On 9 January, the European Year for Development was launched officially at a special event in Riga in conjunction with the opening of Latvia’s presidency of the Council of the EU.
Two days earlier the European Union was attacked on its values. Therefore may citicenzs and politicians came onto the streets to show others they may never forget that the European Union is based on values.
The European Economic and Social Committee (EESC) representing the various economic and social components of organised civil society, with its president Mr Malosse has called for a reform of European development policy and asks never commercial interests to be our guiding principle, the foundation of all our work, especially in the EU’s action beyond our borders. Nothing must detract from our values.
This does not mean imposing our values, or becoming another superpower, but rather adhering to them ourselves and taking a firm stance in dialogue.
at the Riga, opening speech the president said.

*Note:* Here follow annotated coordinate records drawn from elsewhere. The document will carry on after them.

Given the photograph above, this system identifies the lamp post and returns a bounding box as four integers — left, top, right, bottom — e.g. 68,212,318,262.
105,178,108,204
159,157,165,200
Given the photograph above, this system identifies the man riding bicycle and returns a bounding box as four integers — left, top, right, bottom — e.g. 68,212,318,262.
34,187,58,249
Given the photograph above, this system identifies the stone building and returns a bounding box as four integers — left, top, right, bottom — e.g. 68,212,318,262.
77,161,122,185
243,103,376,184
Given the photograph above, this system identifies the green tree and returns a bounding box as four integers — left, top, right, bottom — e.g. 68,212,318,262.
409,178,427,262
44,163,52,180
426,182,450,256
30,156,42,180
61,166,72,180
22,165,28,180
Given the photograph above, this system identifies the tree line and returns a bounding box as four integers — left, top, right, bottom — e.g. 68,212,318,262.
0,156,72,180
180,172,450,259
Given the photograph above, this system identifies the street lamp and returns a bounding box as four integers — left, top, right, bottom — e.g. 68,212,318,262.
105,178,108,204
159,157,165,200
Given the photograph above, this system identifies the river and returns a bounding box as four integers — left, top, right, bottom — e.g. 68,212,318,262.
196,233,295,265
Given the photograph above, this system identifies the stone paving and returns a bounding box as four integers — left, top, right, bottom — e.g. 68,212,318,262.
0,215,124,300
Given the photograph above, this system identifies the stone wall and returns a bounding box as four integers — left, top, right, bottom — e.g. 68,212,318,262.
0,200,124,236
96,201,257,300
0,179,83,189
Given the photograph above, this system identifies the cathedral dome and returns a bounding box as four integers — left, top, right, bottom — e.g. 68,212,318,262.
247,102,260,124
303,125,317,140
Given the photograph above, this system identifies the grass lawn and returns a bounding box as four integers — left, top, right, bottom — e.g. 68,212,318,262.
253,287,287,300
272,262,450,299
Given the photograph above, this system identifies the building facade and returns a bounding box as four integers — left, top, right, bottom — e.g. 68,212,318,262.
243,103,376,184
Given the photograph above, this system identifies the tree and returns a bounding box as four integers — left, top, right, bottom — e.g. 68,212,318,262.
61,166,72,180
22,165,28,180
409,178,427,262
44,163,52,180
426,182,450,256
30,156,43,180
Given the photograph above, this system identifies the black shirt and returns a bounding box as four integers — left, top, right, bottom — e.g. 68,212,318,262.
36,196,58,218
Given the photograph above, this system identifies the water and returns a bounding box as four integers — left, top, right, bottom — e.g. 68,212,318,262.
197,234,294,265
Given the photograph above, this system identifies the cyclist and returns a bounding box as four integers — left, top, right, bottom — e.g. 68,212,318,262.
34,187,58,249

In this respect, we must build up a dialogue of equals with our partners and return to the principles that prevailed when the Lomé Convention was signed: to negotiate, not grant favours. Let’s stop giving aid and instead work together for shared development!
For the EESC it is clear that
the European model of regional integration, cultural dialogue and true partnership must be at the forefront of this process, as one of the best ways of bringing about development.
Though we must not forget and be careful not to overlook another important task to ensure that it is ordinary people who benefit from the support – not the local middle-men, oligarchs or corrupt officials.
“We have to seize the occasion of the European Year for Development to make our policy more effective in resolving the huge problem of poverty. First of all, we should make the policy for development a Community policy.”
“It is also vital to redesign procedures, by reducing the bureaucracy involved, and to concentrate our funding efforts on populations’ concrete needs”.
The EESC, which had to hear that there are not enough human resources to implement multiple, complex projects, has played an influential role in establishing 2015 as the official European Year for Development (EYD2015). In 2013, the EESC adopted a special opinion on the European Year of Development with rapporteur Andris Gobiņš, which provided firm support for the first ever European Year with a strong global and rights-based dimension. The idea was consistently promoted by the EESC, together with other civil society organisations, the most prominent of which was CONCORD – the European confederation for relief and development – until EYD2015 received official approval from the EU institutions in the spring of 2014.
“It is the first year which explicitly looks beyond the EU’s geographic territory and seeks to be more than just about informing people or campaigning. It aims to increase engagement and discussion, and puts civil society at the core of the process. It presents a great chance to go beyond the traditional players by involving more stakeholders, including those from the private sector, trade unions, consumers, environmentalists, NGOs“,
said EESC member Andris Gobiņš. The EESC has worked to put civil society at the core of EYD2015 and supported the establishment of a broad alliance of civil society organisations, coordinated by CONCORD, to play a key role in designing a wide civil society action programme.
The EESC is willing to look for and to find solutions, relying more for example on the social partners and civil society organisations, especially in countries where civil society is strong and active, as is the case in Ukraine, for instance. They are familiar with the field and can provide effective leverage for the EU.
To do this, we must go beyond mere consultation (and even that does not always happen, or is just a formality) and devise innovative tools for implementation other than traditional projects or budgetary support.
Malosse said. He pleaded further:
Ladies and gentlemen, my plea is that this year, the European Year for Development, should be a real opportunity to reform this policy. It has become bogged down in technical detail, red tape and procedures over the last 20 years, but today we can once again make it one of the EU’s flagship missions.